Here is a glimpse of what waits inside:
This is a book for those who wander slowly, not to escape but to belong elsewhere for a while.
For travelers who move through cities with open eyes and an unhurried heart. For those who couldn’t find themselves a Paris, yet never stopped searching.
In Slow Travel: Reflections of a Laid-Back Soul, Gökhan Kutluer traces the quiet beauty of movement, from sunlit towns in southern Italy to fleeting encounters with strangers who become memories. Through essays, travel notes, and meditative reflections, he explores what it means to feel at home in transit, to listen, to walk, and to see.
Blending the eye of a flâneur with the heart of a storyteller, Kutluer invites the reader to rediscover the world through slowness, through scent, light, conversation, and chance. Each page becomes a window into how travel transforms not only our perception of places but also our sense of self.
Slow Travel is an invitation to look longer and to trust that home may not be a destination, but a rhythm that follows wherever you go.
Translator’s Note
Between the solitude of the individual and the dual solitude and collectivity of travel, Gökhan Kutluer captures in Slow Travel: Reflections of a Laid-Back Soul not only journeys or adventures, but cultural awakenings as well.

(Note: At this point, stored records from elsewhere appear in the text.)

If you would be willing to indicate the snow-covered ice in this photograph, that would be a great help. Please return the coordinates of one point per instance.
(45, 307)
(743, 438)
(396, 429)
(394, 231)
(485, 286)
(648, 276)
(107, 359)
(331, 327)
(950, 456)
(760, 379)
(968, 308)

One of the epochal aspects of this book is its timing. It begins around the moment the world was struck by an unfathomable crisis: the COVID-19 pandemic. Dedicated simply to good writing and not seeking perfection, Slow Travel offers the reader a more luminous world, an element of serenity, and a delicate sense of place.
In Slow Travel: Reflections of a Laid-Back Soul, there is a Gökhan who finds his days more meaningful, who is at peace with the places where he pauses or moves, and who stands in a calm balance. You can almost hear his footsteps; they have a sound—unflinching yet naïve. The reader will be amazed by the wanderer’s gaze and by how he sees in “Encounters” and “Well-Trained Eyes.” In “La Via degli Dei,” we are carried to altars, pillars, castles, and ancient paths of gods, goddesses, and all those who came before us. With a thirst for curiosity, we travel with Gökhan through evergreen landscapes, unrelenting hills, the azure sea and its waves, and the people he meets on his unhurried sojourns.
There could be no finer example of his sensibility than the chapter titled For Those Who Couldn’t Find Themselves a Paris. A kaleidoscopic look at the Lost Generation—reframed for our current times and for posterity—and the echoes of Hemingway’s early life, interwoven with Gökhan’s own metaphors, add a resonant layer of narrative depth to the book.
The effects of Gökhan’s passion for writing and travel will linger with the reader, just as his commitment to both craft and movement will continue to endure.